High rates of psychiatric disorder might be expected in prisons like Holloway and Pentonville serving economically depressed inner city areas, as the social correlates of severe psychiatric disorder are very similar to those of criminal behaviour [
33]. However, NPMS-P, with equally high rates, sampled from all prisons in England and Wales.
Figures for hazardous drinking are appreciably higher than the general population rate, but those for alcohol dependence are three times as high in males and ten times in females. In contrast to the general population, there was no sex difference. Thus, alcohol problems are also skewed towards the more severe end of the spectrum in prisoners, particularly in women. Drug dependence was equally widespread, and our figures stand in starkest contrast to the general population, representing a 12-fold increase in men and 26-fold in women [
24].
Our overall prevalence rate for personality disorder was also high, with borderline personality disorder 33 times, and antisocial personality disorder 73 times more frequent than in the general population. Nevertheless, it was only half that in the NPMS-P sample [
6]. However, this may be because the method of identifying personality disorders was different: we used the full version of the SCID-II, whereas the NPMS-P data were based only on the screening version, increasing the possibility of false positives. The discrepancy with the systemic reviews carried out by Fazel and colleagues in relation to antisocial personality disorder (Table
3) may also be due to methods of assessment [
13,
31]. However, there was substantial heterogeneity between the included studies.

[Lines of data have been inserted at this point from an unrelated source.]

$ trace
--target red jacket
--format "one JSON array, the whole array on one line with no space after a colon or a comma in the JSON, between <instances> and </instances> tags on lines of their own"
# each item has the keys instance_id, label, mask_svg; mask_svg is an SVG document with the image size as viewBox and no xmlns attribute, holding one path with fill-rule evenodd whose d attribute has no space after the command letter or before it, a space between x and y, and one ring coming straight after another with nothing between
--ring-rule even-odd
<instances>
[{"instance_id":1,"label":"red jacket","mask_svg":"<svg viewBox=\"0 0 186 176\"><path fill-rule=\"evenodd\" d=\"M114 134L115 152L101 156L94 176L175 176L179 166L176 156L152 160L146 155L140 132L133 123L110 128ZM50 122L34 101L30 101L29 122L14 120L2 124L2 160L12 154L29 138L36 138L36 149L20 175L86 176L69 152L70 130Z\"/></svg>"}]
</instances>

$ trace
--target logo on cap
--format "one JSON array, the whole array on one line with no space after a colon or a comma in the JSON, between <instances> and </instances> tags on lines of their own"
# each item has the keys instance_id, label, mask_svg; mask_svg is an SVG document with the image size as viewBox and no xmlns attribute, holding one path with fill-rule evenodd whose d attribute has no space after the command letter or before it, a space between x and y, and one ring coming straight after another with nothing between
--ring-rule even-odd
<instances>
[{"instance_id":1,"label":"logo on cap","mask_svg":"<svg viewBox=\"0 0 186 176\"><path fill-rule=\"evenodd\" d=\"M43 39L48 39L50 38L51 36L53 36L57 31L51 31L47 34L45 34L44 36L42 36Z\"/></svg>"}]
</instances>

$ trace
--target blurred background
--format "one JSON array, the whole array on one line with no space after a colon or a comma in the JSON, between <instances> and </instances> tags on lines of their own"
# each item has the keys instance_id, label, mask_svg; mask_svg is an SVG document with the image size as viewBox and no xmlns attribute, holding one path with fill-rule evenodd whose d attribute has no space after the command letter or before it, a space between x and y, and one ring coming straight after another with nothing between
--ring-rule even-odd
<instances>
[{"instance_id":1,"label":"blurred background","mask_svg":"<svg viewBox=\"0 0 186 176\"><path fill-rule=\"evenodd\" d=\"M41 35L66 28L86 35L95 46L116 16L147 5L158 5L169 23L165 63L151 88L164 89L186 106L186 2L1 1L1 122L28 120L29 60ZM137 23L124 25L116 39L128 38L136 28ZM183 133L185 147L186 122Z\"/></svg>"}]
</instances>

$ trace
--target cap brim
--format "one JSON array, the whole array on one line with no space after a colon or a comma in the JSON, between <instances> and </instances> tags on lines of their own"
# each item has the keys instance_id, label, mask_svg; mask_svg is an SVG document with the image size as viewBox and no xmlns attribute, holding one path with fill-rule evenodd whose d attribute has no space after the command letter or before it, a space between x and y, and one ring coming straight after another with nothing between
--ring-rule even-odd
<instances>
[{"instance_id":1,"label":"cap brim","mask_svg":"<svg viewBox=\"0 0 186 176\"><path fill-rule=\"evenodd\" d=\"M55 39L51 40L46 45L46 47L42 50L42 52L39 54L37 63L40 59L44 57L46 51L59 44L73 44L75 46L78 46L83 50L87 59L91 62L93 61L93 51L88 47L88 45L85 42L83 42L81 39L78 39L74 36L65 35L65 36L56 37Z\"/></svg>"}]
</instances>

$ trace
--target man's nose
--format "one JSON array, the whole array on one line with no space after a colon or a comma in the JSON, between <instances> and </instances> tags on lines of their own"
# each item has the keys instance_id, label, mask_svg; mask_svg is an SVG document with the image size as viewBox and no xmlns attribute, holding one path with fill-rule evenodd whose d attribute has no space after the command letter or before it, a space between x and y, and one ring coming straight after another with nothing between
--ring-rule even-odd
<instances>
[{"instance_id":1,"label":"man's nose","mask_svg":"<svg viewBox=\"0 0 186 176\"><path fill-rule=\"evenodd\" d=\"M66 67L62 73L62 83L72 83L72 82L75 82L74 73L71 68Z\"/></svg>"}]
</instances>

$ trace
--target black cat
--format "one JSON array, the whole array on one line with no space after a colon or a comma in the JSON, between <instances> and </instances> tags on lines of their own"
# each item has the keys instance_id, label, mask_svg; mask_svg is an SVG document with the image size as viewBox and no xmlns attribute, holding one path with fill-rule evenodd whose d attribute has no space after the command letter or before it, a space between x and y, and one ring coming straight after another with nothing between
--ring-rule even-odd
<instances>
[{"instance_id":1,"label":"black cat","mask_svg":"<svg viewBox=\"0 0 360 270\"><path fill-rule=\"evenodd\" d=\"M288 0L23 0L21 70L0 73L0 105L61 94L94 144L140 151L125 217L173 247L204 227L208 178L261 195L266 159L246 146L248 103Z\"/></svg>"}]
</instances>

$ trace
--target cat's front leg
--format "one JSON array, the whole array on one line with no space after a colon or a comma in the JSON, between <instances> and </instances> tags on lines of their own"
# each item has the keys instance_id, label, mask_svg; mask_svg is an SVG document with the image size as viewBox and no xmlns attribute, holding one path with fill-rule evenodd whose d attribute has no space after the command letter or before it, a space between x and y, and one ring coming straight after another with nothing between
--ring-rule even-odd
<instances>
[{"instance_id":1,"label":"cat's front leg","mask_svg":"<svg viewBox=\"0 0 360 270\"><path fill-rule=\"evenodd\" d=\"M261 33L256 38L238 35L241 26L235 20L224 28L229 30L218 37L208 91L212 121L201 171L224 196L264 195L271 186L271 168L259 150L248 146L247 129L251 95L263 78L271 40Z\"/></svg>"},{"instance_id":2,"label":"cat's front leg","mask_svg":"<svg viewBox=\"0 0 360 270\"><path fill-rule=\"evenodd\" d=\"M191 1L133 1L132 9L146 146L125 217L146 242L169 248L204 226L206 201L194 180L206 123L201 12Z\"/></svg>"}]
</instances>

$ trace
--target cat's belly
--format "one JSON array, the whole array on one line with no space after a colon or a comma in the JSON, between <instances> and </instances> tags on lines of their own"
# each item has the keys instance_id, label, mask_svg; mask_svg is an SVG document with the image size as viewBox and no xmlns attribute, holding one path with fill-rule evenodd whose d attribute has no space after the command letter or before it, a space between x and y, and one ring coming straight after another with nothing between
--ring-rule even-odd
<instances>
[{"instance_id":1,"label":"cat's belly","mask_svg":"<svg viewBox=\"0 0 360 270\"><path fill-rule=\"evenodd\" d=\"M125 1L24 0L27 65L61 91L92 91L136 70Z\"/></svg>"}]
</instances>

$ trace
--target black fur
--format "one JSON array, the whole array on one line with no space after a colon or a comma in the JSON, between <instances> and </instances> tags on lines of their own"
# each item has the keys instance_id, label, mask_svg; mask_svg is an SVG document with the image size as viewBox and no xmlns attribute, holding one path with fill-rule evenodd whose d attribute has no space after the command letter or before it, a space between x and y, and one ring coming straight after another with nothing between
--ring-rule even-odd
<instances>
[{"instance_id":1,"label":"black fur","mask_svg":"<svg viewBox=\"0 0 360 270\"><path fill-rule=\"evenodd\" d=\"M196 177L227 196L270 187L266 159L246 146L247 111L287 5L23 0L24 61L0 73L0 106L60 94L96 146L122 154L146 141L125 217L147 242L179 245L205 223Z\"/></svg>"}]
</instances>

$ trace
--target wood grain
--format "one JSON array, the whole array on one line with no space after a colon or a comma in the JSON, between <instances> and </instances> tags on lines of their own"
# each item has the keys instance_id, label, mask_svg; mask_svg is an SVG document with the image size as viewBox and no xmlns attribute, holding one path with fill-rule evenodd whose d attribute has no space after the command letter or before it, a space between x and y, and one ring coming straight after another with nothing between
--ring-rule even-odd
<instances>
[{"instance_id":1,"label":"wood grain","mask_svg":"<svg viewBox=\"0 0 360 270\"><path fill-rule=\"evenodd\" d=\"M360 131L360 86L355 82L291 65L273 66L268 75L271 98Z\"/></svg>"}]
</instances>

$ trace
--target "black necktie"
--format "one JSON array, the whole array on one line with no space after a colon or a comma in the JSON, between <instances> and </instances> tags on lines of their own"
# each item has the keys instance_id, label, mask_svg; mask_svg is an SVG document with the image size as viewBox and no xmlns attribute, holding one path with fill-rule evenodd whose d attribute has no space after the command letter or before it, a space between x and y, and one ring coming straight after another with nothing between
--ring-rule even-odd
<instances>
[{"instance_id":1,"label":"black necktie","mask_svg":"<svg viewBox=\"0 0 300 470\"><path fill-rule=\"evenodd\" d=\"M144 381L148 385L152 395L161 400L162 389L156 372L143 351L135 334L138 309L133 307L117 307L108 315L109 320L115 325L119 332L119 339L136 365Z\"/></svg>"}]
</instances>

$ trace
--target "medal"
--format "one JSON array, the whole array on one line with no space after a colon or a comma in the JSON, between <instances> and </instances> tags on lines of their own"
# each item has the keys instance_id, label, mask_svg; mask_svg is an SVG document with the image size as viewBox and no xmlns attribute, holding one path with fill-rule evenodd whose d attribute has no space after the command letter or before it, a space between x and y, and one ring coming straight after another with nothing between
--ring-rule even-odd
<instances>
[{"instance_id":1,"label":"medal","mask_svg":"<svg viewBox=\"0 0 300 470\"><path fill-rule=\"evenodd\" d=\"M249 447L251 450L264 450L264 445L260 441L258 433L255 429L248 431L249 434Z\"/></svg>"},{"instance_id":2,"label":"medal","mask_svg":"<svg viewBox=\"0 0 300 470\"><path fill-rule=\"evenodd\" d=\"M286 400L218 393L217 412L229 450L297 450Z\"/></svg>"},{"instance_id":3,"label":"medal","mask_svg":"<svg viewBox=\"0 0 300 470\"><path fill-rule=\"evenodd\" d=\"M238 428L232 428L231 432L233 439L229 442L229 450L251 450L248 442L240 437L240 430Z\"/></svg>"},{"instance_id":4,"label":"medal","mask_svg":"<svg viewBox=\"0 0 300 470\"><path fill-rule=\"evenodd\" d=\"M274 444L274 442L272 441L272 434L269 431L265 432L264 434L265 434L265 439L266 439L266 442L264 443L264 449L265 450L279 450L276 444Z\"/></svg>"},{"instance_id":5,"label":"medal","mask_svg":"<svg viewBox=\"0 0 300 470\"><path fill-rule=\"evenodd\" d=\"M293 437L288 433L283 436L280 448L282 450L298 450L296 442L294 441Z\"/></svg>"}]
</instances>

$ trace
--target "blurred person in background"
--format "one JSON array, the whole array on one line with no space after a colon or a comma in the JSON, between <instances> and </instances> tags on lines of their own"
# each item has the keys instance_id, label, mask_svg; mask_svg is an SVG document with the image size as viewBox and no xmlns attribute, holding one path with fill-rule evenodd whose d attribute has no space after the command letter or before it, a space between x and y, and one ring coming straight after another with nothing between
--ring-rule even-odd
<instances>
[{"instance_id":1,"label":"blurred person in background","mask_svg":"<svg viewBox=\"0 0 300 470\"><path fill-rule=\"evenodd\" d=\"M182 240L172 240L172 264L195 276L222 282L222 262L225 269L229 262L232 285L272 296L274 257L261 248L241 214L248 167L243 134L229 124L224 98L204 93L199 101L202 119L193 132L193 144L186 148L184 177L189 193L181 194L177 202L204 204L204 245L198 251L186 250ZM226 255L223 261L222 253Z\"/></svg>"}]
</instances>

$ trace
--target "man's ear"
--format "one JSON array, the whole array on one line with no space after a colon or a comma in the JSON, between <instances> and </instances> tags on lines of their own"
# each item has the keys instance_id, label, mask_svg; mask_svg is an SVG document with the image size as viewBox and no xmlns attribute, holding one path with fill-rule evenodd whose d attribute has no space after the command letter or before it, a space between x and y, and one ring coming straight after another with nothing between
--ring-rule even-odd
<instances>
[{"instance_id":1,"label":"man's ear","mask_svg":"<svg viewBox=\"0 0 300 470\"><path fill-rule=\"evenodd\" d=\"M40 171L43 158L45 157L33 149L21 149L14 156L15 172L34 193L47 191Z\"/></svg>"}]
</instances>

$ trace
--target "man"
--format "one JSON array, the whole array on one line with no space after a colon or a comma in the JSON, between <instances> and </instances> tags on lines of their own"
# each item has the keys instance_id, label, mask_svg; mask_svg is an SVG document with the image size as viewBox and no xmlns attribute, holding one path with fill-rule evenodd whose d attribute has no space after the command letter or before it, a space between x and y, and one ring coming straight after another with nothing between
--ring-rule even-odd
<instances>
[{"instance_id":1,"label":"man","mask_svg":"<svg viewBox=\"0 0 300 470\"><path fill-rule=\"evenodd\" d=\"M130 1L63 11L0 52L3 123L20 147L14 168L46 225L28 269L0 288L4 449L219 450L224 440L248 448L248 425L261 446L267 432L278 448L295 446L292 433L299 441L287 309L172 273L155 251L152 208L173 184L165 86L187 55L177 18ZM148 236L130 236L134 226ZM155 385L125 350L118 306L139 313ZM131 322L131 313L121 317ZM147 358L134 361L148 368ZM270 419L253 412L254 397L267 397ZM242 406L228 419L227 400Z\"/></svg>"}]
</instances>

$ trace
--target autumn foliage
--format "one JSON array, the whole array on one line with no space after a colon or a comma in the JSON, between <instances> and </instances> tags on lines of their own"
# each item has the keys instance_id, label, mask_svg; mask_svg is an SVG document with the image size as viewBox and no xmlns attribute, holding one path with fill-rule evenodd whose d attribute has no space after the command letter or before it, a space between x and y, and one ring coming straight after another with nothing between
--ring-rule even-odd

This may originate from differences both in research methodology and in judicial policy.
Our data on comorbidity provide a final indicator of the burden of mental disorder in prisoners: in the general population, the sum total of disorders follows an exponential curve, with a majority having no disorders at all. Comorbidity was also very frequent in the meta-analysis of Fazel and Seewald [
13].
It should be noted that the differences between sentenced and remand prisoners were small. Only psychosis and personality disorder were commoner in remand prisoners than in their sentenced counterparts, though the difference was only significant for psychosis. This may represent some, limited, success in diverting offenders with psychosis from custodial sentences.
However, the English prison population rose by 64% between 1993 and 2011 [
34]. The rates of disorder in the current study are commensurate with those from NPMS-P more than 10 years previously. This implies a considerable absolute increase in the numbers of people with mental disorders in prison. It should be noted that the number of psychiatric beds declined by 44% over this period [
34].
If our values for psychosis are valid, and in particular if the UK is indeed an outlier in international terms, it suggests an idiosyncrasy in the way the justice system in the UK deals with people with serious mental illness. It implies that current approaches to management are unjust and inefficient. In their latest paper, Fazel and colleagues [
14] produce a comprehensive and plausible wish-list of suitable interventions in prisons. However, it is always difficult to deliver such treatments in the prison environment, and diversion is likely to be more efficient and just.